The Spanish economy has recently made headlines across Europe and the USA, and for once, it was for all the right reasons.
Media outlets from the Financial Times to the Daily Telegraph and Reuters all reported that Spain’s economy has just posted its best figures for seven years, with various reports suggesting that Spain is now performing better than at any point since 2007…
Data published at the end of January revealed that the final quarter of 2014 saw Spanish GDP grow by 0.7 per cent, continuing the trend that has seen the country’s economy grow for the past six straight quarters.
Overall, 2014 saw the Spanish economy grow by 1.4 per cent – a performance that outstripped experts’ predictions and lends further credence to the Spanish Prime Minister’s claims that the economy will grow by more than two per cent this year.
Should Spain achieve such growth then it would become the fastest-growing major economy in the eurozone in 2015, with only the UK economy set to outperform it. “The increasingly broad-based recovery suggests Spain is well positioned to take advantage of supportive factors in early 2015, namely lower energy costs, a weaker euro, and a cut in personal and corporate taxes,” Raj Badiani, analyst at IHS told the Financial Times.
The country’s economic recovery was initially kickstarted around 18 months ago when lower wages attracted foreign investment in industry and the automotive sector, which in turn helped drive Spain’s export market. Today, however, recovery is stemming from a number of sources, say analysts at investment bank Morgan Stanley.
“Consumer spending and business investment are contributing to the recovery a great deal,” the bank’s analysts wrote in a recent report. “This is a development for the better, because for about a year the recovery has been solely reliant on one engine: exports.
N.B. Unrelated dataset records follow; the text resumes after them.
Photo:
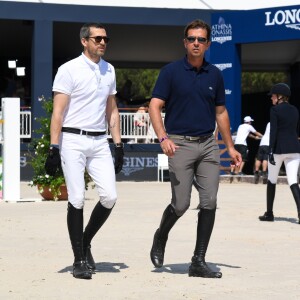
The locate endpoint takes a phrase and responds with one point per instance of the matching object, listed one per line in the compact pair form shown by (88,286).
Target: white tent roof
(184,4)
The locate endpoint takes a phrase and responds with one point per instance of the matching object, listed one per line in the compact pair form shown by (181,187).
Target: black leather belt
(190,138)
(82,132)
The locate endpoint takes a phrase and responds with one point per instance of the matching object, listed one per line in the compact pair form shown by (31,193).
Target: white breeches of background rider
(291,162)
(93,153)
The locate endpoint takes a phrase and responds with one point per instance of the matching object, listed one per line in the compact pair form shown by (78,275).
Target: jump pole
(11,149)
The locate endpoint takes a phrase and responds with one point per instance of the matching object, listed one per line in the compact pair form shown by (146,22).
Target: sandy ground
(259,260)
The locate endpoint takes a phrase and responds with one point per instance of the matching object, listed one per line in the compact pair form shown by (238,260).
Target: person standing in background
(262,155)
(284,146)
(192,92)
(83,105)
(244,130)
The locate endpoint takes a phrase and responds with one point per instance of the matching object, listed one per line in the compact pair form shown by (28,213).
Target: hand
(271,159)
(53,161)
(119,155)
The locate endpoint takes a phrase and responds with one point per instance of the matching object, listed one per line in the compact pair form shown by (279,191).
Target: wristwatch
(119,145)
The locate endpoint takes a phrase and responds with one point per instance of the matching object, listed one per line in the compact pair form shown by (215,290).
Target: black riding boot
(296,194)
(168,220)
(75,227)
(98,217)
(268,215)
(198,267)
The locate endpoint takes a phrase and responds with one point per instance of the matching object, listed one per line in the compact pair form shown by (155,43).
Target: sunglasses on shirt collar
(99,38)
(192,39)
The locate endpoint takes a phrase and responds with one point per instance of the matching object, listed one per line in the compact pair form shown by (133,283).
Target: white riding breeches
(291,162)
(80,152)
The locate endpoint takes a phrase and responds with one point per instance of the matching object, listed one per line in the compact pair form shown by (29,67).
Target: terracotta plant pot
(47,195)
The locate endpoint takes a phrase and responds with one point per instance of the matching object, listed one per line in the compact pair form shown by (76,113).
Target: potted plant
(38,151)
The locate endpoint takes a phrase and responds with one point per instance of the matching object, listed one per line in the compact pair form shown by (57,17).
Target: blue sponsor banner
(230,29)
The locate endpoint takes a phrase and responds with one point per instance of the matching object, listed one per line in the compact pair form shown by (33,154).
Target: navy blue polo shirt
(190,97)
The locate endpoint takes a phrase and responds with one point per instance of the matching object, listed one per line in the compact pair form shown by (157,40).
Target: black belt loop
(82,132)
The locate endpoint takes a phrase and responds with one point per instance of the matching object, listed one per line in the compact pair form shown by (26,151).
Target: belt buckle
(192,138)
(83,132)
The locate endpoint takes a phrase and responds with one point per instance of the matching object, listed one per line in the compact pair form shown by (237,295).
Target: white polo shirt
(265,140)
(88,84)
(242,134)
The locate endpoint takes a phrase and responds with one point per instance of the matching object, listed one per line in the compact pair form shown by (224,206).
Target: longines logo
(138,163)
(221,32)
(222,67)
(289,17)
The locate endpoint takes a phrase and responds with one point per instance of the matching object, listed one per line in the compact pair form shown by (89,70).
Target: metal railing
(135,127)
(25,125)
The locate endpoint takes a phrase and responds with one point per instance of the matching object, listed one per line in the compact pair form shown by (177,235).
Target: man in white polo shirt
(84,104)
(240,143)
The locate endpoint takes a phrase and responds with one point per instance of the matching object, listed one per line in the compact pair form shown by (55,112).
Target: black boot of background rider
(98,217)
(157,252)
(268,215)
(296,194)
(198,267)
(75,227)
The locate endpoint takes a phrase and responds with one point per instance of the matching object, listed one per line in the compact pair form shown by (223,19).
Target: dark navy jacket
(190,97)
(284,120)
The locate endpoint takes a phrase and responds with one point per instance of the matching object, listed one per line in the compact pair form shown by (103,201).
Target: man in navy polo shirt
(192,92)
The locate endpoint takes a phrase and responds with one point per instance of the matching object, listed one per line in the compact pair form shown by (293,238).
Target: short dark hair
(85,29)
(197,24)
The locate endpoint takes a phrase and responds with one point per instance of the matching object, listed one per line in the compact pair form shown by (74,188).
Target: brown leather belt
(199,139)
(82,132)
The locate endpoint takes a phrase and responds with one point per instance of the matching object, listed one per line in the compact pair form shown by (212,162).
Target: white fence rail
(25,125)
(135,127)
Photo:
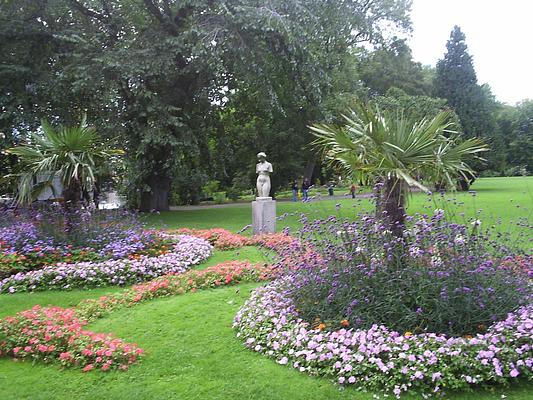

Now there are two engines: exports plus domestic demand.”
The current government has earned hard-won praise for engineering this economic turnaround, having introduced a raft of tough and often painful reforms over the past three years designed to cut spending, lower overheads and inject confidence into the economy.
These measures of austerity are hardly vote winners, which is why some economists are concerned about the upcoming general election, which is set to pit the incumbent – Mariano Rajoy – against the anti-austerity party Podemos, which opposes the budget cuts imposed on the country.
However, chief European economist at Nomura International, Jacques Cailloux, has remarked that Spain is moving in the right direction, despite “playing catch-up” with many of Europe’s other leading economies.